Tom Lord lord@emf.net
Tue, 19 Aug 2003 14:18:08 -0700 (PDT)


    > From: "Boehm, Hans" <hans_boehm@hp.com>

      > Overall, not having studied this in great detail, I would guess that
      > this design will give you appreciably less throughput than our
      > collector, even in its incremental mode, but probably with shorter
      > pause times.

That's pretty much my bet, too, although I'm hoping it will be fun to
try to give you a run for your money throughput-wise and, who knows,
maybe there will be some emergent optimizations I can do with access
patterns that will make it a real horse race.

Part of the reason I'm interested in persuing this is to consider the
question:

	Can the added overhead of enforcing the three-color invariant
        in the mutator be leveraged to give the tracer compensatory
        access patterns?

In other words, can I use the extra work done by the mutator's write
barrier to make the tracer faster than it would be in a
non-incremental collector?  Sufficiently faster that overall
throughput is improved?  Taking advantage of properties of caches and
paging are what _might_ make that possible.


    > Is there a reason not to sweep incrementally during allocation
    > (see e.g. my ISMM 2000 paper)?  That tends to reduce the memory
    > cost of sweeping from 1 extra cache miss per object to none.

This collector does sweep incrementally, during allocation.

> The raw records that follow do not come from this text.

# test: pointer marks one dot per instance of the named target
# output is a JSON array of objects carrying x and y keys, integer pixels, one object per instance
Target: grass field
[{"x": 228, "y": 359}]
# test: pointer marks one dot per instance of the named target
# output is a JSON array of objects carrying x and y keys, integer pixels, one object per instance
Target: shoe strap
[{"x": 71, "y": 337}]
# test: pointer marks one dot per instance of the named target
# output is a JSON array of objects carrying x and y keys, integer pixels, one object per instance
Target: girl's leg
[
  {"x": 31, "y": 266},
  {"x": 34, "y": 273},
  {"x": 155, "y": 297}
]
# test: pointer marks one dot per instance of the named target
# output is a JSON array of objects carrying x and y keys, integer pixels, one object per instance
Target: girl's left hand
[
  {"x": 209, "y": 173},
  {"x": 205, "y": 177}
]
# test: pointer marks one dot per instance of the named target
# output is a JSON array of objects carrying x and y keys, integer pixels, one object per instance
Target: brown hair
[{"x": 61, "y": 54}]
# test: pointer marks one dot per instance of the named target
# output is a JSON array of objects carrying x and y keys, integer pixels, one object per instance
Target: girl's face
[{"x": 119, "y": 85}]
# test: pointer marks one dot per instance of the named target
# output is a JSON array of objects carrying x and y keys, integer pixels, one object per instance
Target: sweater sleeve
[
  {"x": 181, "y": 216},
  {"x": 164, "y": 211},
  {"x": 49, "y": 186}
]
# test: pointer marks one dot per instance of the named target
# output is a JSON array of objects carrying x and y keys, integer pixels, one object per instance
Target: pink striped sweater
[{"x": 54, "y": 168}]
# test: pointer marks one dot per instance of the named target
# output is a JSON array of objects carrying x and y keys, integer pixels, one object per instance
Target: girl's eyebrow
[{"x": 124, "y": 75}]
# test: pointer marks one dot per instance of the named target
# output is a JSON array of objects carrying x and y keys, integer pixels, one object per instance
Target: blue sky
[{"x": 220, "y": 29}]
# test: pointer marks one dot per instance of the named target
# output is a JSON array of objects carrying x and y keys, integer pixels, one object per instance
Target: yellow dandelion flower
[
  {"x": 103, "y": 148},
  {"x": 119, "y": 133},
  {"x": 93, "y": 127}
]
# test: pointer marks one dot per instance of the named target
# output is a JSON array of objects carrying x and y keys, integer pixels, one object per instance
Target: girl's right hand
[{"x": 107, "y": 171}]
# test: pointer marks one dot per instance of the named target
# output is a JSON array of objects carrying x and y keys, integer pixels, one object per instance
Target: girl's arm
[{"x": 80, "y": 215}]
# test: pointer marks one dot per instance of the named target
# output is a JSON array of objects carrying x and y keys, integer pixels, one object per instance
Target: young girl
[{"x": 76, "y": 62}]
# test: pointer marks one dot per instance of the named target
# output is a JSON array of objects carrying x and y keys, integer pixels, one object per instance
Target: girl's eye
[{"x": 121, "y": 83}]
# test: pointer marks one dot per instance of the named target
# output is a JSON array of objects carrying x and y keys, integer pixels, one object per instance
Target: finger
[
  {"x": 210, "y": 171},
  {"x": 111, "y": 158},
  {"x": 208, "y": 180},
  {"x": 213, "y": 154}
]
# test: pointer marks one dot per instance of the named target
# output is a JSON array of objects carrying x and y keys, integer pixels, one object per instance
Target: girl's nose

And I hadn't read the paper but I have now.  It makes a lot of sense
and is interesting.

    > Speaking from experience, there are two distinct problems with
    > keeping metadata in the same page with the actual data:

Thanks for this, by the way.


    > 2) Changing the color of a pointer-free object touches the page.
    > If paging ever becomes an issue, this is likely to be fatal,
    > since it will often double the number of pages that the
    > collector needs to be memory resident.

That's a troubling observation that I hadn't thought about at all.

This is one of the results from your paper, I see.  I'm not _certain_
it will be applicable to my collector.

For example, each GC-bits header in my collector, on a system on which
operating system pages are 1K words, describes objects allocated
across 4 operating system pages.  So if there are N operating system
pages containing live, pointerless objects, my tracer will only be
visiting N/4 pages for those.  (To be sure, the GC bits in a header
occupy only 1/8 of the OS page on which they reside -- so packing them
into a separate space would dramatically reduce the number of pages
the tracer touches when coloring pointerless objects -- but I'm saying
that in this case, that number of pages is already discounted so that
optimizing it further _may_ be less worthwhile.)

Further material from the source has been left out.